Segmenting 3D objects into parts is a long-standing challenge in computer vision. To overcome taxonomy constraints and generalize to unseen 3D objects, recent works turn to open-world part segmentation. These approaches typically transfer supervision from 2D foundation models, such as SAM, by lifting multi-view masks into 3D. However, this indirect paradigm fails to capture intrinsic geometry, leading to surface-only understanding, uncontrolled decomposition, and limited generalization. We present PartSAM, the first promptable part segmentation model trained natively on large-scale 3D data.
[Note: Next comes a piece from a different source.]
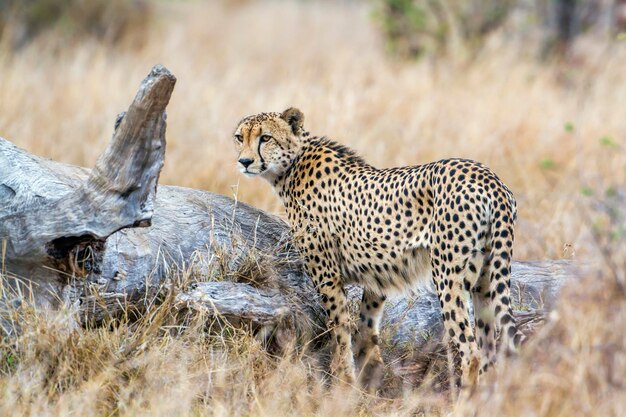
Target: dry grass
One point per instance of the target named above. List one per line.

Following the design philosophy of SAM, PartSAM employs an encoder-decoder architecture in which a triplane-based dual-branch encoder produces spatially structured tokens for scalable part-aware representation learning. To enable large-scale supervision, we further introduce a model-in-the-loop annotation pipeline that curates over five million 3D shape-part pairs from online assets, providing diverse and fine-grained labels. This combination of scalable architecture and diverse 3D data yields emergent open-world capabilities: with a single prompt, PartSAM achieves highly accurate part identification, and in a Segment-Every-Part mode, it automatically decomposes shapes into both surface and internal structures. Extensive experiments show that PartSAM outperforms state-of-the-art methods by large margins across multiple benchmarks, marking a decisive step toward foundation models for 3D part understanding.

Figures (18)

• Figure 1: We propose PartSAM, a promptable 3D part segmentation model trained with large-scale native 3D data. The combination of a scalable architecture and large-scale training data endows PartSAM with strong generalization ability, enabling it to automatically decompose diverse 3D models, including both artist meshes and AI-generated shapes, into semantically meaningful parts.
• Figure 2: The SOTA method PartField liu2025partfield fails to segment the interior structure of 3D shapes.
• Figure 3: Overview of the PartSAM model. The input shape $P_{in}$ is first encoded into a continuous feature field. Point patches sampled from $P_{in}$ query this field to obtain input embeddings $F_{c}$, while prompt points are mapped into prompt embeddings $F_{p}$. Both $F_{c}$ and $F_{p}$ are fed into the mask decoder, where the learnable output token $T_{out}$ generates multiple segmentation masks. An additional IoU token $T_{iou}$ is used by the IoU head to estimate the quality of each mask.
• Figure 4: Architecture of our dual-branch encoder. Each branch is initialized with pre-trained weights of liu2025partfield.
• Figure 5: Example of an artist-created mesh with over 600 connected components. The large number of fragmented pieces makes it difficult to obtain semantically meaningful parts, and such assets are excluded from direct supervision.